I stare, unblinking, at my therapist as she continues with her spiel. She reminds me so much of my mother that it almost takes my breath away. The first time I walked into her office, the smell of Venezia Perfume assaulted my senses, and I almost turned and ran out of the room. I've never known of anyone else to wear that perfume, except for one person. My doctor has the same hairstyle, the same sense of humor, and gives the same type of no-nonsense advice. I've been going to see her ever since I got out of the hospital, and at this point I think I'm a glutton for punishment. I don't want to be reminded of my mom week after week, and yet I can't stay away. I can't stop myself from wanting to be near someone who is so much like her.

"Here's a list of meetings in your area," she explains, handing me a sheet of paper with locations, dates, and times typed on them. "They say that you should go to at least six meetings before you make a decision on whether or not it's right for you.
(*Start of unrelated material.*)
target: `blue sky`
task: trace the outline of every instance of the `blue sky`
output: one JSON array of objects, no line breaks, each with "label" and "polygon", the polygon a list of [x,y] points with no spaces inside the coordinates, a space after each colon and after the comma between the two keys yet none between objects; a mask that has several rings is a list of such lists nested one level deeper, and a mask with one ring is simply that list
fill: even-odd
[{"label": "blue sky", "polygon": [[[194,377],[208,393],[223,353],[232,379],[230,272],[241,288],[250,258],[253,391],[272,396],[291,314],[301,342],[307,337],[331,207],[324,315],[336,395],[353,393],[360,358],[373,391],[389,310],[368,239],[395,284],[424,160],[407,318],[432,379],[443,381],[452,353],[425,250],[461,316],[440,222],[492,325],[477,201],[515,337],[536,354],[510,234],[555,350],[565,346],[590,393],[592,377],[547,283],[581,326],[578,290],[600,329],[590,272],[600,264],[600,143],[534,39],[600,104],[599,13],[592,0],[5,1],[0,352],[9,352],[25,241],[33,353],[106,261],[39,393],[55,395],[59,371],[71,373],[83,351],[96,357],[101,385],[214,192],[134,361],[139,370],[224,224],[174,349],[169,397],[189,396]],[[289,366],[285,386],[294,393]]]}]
Give it a try. Open yourself up to people who understand what you're going through. I really think it will help. Don't make me start lecturing you because then you'll roll your eyes at me and I'll have to nag you until you finally give in."





"Lord, grant me the serenity to accept the things I cannot change, the courage to change the things I can, and the wisdom to know the difference. Keep coming back. It works if you work it with a lot of love!"

The cheerfulness makes me want to roll my eyes, but instead I bite the inside of my cheek just in case Dr. Thompson somehow found a way to keep her eyes on me. A circle of twenty or so people unclasp their hands after the end-of-meeting prayer and disperse to chitchat. I never understand how these people can smile and act normal after they just spent an hour telling the room their deep, dark secrets. Like Diane, the woman whose son overdosed on heroin this past weekend after he sold off all of her furniture and jewelry to support his habit. Or Mike, the young husband whose wife drove their two daughters to school drunk, went left-of-center a mile from the school, and crashed into a telephone pole, killing the youngest daughter instantly.